門からの道を真っ直ぐに抜けたところから寺の境内(けいだい)が見える。
そこには白くて小さな箱がポツンと置かれている。
< コツン >
少女は自然と中に導(みちび)かれていく。
?:「なーむーあーみだーぶーつーなーむー」
境内からは僧侶の声が消えている。
少女:「…?」
初めて聞く不思議な音と言葉に、彼女は鞄(かばん)を置き、靴(くつ)を脱いで境内の中に入っていく。
僧侶:「……………」
僧侶は一通りのお経を唱えてから、境内から離れ、少女と入れ違いになる。
< 境内 >
< ポツン >
少女は正座し、僧侶が座っていた場所に腰を下ろす。
彼女は白い箱を見下ろす。
その白い箱の中には、『骨』が納められていた。
少女はきらびやかな仏像や、飾りに見入られていたので、背後から近づいてくる僧侶に気付かなかった。

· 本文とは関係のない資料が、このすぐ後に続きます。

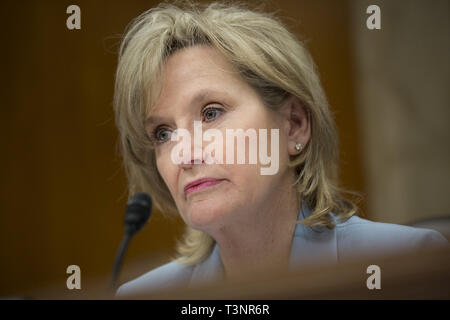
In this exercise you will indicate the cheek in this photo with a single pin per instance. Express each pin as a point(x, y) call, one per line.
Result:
point(167, 170)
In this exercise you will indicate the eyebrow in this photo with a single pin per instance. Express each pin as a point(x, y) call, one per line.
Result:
point(199, 98)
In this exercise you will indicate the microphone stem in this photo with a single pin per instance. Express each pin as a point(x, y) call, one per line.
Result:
point(119, 257)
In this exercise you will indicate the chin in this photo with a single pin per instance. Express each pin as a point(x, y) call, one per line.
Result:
point(207, 213)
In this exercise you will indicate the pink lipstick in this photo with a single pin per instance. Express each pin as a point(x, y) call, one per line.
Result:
point(201, 184)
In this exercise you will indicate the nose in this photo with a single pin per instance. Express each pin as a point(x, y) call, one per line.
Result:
point(196, 152)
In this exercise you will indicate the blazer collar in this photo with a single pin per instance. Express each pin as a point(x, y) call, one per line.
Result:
point(310, 246)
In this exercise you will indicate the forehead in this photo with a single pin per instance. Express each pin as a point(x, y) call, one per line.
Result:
point(196, 72)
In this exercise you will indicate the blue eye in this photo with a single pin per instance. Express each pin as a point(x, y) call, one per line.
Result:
point(211, 113)
point(161, 134)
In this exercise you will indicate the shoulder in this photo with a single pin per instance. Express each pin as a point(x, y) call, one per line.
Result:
point(361, 236)
point(173, 274)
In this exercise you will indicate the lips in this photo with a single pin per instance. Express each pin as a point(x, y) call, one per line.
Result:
point(201, 184)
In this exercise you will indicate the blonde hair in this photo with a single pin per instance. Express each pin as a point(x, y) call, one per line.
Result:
point(269, 58)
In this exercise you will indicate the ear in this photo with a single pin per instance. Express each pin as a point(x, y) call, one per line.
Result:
point(296, 124)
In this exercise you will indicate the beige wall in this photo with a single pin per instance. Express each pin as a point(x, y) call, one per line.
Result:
point(402, 78)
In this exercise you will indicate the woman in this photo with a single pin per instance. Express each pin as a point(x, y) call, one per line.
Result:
point(219, 68)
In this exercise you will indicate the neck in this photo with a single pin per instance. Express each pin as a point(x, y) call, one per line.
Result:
point(260, 242)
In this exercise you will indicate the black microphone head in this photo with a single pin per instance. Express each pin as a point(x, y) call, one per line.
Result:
point(137, 212)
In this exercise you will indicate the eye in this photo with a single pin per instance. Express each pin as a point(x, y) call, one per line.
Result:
point(211, 113)
point(161, 134)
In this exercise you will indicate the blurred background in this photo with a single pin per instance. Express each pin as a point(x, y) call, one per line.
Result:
point(63, 189)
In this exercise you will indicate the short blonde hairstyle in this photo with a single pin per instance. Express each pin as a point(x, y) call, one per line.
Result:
point(268, 57)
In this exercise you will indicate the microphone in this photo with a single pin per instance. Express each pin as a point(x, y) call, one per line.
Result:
point(137, 213)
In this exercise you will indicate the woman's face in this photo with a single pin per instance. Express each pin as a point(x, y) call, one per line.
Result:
point(199, 84)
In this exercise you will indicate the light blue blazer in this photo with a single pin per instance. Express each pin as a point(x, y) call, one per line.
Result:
point(354, 238)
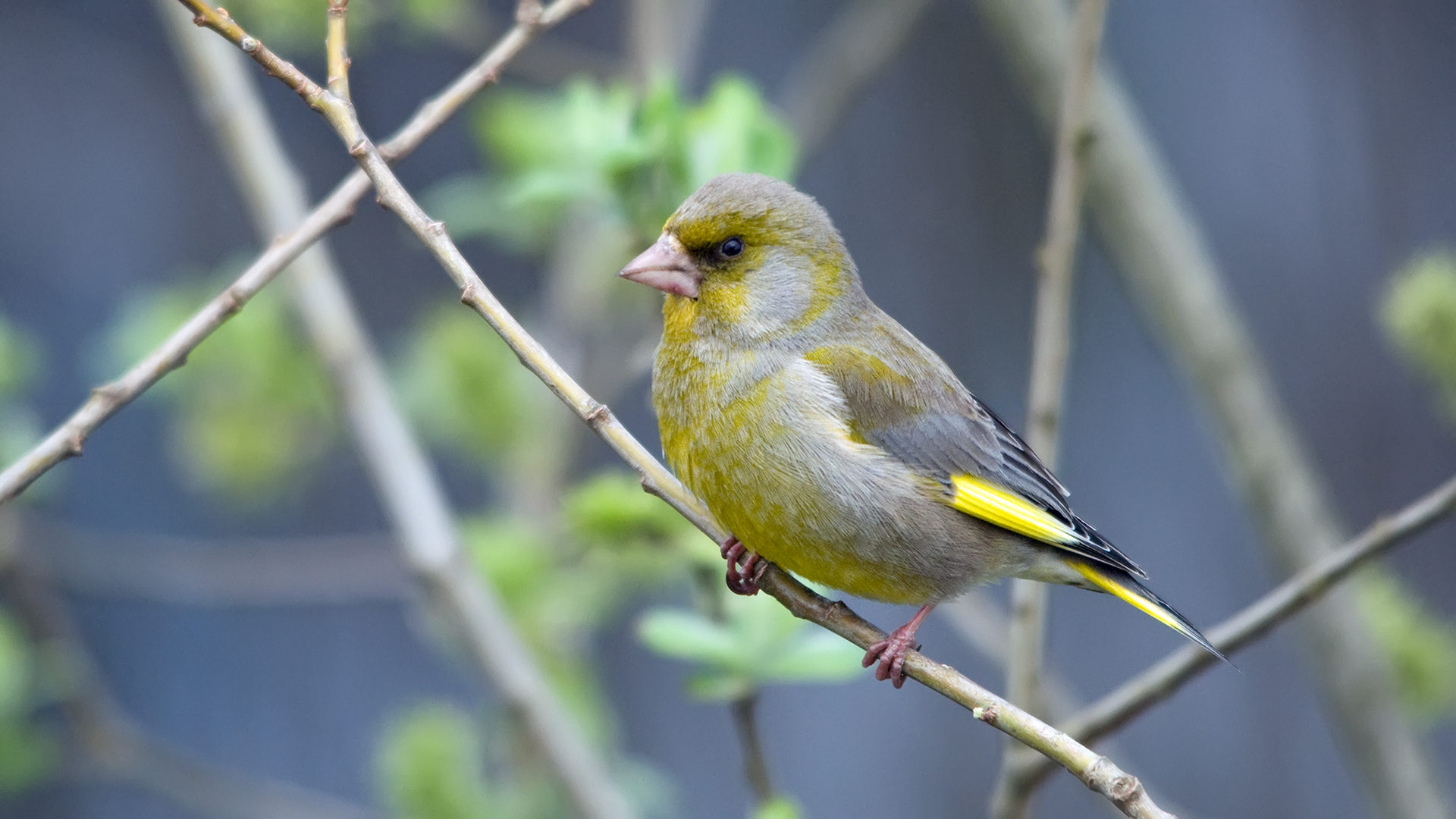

僧侶:「…お嬢ちゃん、その方に手を合わせてあげてくれないかな?」
少女:「ぅきゃっ」
少女は慌てて後ろに振り向くと、彼女に優しげな笑みを向けていた僧侶が居た。
< ドキドキ >
驚きで高鳴る胸を押さえながら彼女は僧侶を見上げていた。
僧侶はスッと少女の隣に座る。
僧侶:「…この方は…『無仏』と言って…名も知らない方…昨日、道で傷だらけで…冷たくなっていたんだ…」
< ふっ >
僧侶は哀しい表情で笑う。
そして、彼女の頭を撫でる。10歳ぐらいの少女でも、わかりにくい話だった。
それでも少女は僧侶の表情からとっても辛くて哀しい事だとわかった。
< コクン >
少女は小さく頷く。
少女:「うん。…よく分からないけど…こうやって手を合わせればいいのかな?」
そういって手を合わせた時、彼女の視界に見たことがある物が目に留まる。